Archaeological site in Iraq

M'lefaat is a tell, or archaeological settlement mound, in Upper Mesopotamia that was occupied during the Pre-Pottery Neolithic A.

== History of research ==
The site was first excavated by Robert Braidwood in 1954 as part of their larger project on uncovering the early prehistory of the hilly flanks. At that time, the site was already damaged by the construction of a military installation during World War II. In 1984, a rescue excavation was carried out by the Mosul Department of Antiquities under the direction of Matti Baba Altun, as the site was threatened by road construction. Two further excavation seasons were conducted in 1989 and 1990, this time directed by Stefan Karol Kozłowski. M'lefaat is part of a small cluster of early Neolithic sites that have been excavated in northern Iraq and that also includes Qermez Dere and Nemrik 9.

== The site and its environment ==
M'lefaat is located near the Khazir River in Upper Mesopotamia, in what is now northern Iraq, at an elevation of 314 m above sea level.
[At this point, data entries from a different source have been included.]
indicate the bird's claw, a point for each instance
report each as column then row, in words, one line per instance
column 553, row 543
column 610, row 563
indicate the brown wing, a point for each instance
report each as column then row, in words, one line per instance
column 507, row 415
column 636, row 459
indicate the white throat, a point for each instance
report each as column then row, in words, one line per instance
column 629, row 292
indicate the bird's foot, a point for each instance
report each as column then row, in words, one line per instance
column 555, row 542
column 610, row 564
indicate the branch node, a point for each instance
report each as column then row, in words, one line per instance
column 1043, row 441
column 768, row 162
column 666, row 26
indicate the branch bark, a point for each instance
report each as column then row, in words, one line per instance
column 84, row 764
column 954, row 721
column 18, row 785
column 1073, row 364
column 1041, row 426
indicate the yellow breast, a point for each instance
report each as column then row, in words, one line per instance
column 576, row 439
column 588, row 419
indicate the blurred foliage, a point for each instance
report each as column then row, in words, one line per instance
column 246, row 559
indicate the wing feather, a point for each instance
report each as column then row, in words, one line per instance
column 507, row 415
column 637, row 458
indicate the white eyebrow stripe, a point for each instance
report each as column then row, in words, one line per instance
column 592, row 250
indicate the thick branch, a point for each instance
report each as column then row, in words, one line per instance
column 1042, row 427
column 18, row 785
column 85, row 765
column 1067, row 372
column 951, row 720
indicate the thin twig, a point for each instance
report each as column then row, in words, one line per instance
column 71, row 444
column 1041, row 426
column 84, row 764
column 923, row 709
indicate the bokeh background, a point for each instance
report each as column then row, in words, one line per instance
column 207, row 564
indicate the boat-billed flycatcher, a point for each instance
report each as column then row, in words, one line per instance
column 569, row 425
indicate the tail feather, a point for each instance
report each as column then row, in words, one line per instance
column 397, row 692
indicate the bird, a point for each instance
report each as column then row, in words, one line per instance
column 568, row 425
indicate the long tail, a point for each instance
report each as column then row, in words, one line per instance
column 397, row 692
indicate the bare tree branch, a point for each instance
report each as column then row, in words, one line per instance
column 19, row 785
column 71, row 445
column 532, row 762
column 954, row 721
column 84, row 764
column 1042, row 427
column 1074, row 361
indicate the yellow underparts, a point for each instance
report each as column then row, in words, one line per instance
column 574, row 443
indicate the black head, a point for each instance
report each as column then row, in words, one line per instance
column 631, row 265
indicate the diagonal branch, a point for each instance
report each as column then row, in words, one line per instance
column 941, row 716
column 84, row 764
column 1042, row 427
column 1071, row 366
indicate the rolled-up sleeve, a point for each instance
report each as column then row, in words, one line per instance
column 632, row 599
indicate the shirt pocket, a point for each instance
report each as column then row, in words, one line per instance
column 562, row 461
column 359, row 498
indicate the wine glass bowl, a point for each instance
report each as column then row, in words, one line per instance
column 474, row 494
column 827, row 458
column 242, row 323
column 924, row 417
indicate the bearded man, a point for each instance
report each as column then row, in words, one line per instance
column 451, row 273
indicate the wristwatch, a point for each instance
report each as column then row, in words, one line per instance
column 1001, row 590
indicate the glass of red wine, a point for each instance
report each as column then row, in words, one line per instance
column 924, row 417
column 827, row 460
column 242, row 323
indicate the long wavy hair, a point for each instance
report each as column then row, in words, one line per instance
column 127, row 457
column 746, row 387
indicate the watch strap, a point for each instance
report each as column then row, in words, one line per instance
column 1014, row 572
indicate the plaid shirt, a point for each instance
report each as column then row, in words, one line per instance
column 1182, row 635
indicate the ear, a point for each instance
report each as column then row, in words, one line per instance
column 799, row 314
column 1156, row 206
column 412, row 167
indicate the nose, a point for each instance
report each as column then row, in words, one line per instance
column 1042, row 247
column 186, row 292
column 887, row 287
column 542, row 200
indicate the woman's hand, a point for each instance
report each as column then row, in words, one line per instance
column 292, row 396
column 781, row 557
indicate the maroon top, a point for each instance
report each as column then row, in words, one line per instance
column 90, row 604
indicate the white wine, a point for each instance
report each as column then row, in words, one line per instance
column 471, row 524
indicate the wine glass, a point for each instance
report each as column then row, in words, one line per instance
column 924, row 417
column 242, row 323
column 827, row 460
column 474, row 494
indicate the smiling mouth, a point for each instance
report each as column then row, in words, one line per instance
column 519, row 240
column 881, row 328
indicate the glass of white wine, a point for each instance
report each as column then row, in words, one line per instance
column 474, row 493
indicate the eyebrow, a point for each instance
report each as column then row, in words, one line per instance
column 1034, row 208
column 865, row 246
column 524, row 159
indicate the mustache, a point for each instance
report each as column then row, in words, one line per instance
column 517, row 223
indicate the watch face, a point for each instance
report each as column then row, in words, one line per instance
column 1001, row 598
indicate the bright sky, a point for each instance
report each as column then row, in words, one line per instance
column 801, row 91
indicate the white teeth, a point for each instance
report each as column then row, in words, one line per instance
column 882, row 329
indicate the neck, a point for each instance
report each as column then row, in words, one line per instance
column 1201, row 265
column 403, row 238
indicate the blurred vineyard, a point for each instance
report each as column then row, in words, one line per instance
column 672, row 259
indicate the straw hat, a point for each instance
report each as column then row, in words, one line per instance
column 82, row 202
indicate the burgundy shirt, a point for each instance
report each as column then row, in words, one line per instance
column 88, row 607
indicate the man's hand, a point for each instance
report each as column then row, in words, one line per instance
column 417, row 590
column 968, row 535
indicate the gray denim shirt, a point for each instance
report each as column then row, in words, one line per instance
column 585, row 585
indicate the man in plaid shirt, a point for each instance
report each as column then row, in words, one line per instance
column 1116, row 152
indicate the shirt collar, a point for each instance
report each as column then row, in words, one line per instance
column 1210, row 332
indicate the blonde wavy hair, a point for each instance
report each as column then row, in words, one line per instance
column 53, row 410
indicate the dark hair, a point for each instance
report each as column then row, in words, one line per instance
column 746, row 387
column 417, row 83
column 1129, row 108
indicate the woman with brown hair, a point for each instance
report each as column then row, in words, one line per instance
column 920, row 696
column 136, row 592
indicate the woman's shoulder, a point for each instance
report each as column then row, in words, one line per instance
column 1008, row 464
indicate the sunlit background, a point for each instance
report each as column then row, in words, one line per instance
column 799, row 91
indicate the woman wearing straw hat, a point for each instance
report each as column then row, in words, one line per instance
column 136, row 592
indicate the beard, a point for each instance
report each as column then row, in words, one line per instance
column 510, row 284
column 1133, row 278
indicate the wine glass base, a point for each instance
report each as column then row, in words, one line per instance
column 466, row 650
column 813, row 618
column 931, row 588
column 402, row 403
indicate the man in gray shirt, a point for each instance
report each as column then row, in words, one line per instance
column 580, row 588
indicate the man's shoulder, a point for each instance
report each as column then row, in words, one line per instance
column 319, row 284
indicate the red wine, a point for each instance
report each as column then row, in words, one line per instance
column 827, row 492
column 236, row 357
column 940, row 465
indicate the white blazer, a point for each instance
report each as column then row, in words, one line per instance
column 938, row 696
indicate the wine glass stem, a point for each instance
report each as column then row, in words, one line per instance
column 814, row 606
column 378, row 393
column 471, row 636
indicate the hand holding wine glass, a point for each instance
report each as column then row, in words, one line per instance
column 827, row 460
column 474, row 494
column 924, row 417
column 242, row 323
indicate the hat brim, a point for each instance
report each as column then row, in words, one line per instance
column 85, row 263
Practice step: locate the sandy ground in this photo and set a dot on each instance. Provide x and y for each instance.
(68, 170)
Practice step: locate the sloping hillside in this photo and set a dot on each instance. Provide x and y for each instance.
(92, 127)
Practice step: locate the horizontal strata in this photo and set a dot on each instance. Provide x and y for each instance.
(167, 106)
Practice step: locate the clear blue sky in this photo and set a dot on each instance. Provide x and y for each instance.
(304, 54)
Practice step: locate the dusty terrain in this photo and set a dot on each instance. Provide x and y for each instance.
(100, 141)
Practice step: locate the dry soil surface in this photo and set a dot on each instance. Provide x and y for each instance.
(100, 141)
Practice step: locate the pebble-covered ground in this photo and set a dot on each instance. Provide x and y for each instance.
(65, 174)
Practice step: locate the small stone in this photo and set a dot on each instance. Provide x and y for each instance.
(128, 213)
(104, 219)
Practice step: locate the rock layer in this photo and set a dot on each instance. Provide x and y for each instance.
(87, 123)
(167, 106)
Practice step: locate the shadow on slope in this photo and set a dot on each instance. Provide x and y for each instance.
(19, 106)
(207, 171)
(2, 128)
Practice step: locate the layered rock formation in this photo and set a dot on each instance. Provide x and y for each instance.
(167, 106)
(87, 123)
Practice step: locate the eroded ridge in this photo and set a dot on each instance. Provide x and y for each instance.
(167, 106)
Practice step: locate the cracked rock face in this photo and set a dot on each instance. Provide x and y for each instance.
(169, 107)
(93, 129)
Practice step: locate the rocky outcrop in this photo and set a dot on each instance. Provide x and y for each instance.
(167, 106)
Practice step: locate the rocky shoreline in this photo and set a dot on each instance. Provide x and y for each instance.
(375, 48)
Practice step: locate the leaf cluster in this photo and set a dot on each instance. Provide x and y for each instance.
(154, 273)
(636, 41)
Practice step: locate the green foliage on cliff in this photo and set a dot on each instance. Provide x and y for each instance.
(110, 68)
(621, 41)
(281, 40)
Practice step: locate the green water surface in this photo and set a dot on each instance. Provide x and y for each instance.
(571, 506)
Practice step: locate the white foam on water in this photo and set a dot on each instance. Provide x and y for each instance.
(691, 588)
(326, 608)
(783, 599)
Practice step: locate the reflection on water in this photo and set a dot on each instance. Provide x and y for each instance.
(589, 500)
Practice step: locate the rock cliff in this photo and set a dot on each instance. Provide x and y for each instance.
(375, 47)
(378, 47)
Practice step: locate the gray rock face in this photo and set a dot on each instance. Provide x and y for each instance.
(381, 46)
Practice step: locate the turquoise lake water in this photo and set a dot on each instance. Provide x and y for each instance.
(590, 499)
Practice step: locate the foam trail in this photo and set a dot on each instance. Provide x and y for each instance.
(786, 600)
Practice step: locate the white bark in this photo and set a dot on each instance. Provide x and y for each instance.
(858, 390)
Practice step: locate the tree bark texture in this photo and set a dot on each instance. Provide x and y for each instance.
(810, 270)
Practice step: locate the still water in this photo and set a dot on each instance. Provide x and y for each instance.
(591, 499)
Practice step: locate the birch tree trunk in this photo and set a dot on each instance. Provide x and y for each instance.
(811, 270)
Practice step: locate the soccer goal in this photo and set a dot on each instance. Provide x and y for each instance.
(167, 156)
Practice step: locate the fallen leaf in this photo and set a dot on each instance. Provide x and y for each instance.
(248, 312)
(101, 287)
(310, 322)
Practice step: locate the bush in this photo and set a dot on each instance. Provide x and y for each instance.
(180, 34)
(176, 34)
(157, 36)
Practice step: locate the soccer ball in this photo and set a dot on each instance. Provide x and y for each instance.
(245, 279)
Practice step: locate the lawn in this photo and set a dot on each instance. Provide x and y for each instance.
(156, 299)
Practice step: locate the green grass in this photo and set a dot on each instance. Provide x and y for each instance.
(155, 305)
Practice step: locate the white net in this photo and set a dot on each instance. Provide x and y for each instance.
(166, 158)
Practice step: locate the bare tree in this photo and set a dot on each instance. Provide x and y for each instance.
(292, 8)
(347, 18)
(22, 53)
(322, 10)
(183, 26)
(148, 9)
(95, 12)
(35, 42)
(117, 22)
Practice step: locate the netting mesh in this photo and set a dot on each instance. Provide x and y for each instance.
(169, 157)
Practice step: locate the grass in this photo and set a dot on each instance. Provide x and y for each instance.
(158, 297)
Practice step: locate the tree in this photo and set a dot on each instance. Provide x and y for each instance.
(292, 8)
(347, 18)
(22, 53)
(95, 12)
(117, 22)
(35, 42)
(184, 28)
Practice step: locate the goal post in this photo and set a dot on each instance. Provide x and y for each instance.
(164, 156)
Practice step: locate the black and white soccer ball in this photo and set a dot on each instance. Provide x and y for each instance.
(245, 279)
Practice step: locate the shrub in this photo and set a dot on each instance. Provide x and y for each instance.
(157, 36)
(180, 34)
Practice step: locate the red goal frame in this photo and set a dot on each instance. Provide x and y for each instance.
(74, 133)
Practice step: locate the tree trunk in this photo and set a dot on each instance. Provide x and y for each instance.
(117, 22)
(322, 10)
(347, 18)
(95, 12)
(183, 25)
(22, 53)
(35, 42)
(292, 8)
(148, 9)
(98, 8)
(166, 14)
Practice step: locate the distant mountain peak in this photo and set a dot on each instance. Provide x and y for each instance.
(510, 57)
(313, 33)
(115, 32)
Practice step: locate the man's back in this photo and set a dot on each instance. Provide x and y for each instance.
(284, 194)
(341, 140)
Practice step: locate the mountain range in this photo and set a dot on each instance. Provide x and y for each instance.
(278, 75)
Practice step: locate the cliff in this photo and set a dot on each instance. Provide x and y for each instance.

It is a small tell, approximately 90 m in diameter and up to 2 m high. The environment of M'lefaat is heavily degraded and characterised as moist steppe. Potentially, the area could support a savanna-type vegetation characterised by pistachio. Oak woodland may have been closer to the site than it is today. Annual precipitation at M'lefaat is sufficient for winter cultivation without additional irrigation.

== History of occupation ==
M'lefaat was a 0.7 ha settlement dating to the Pre-Pottery Neolithic A. More specifically, it has been described as belonging to the Taurus-Zagros Round House Horizon.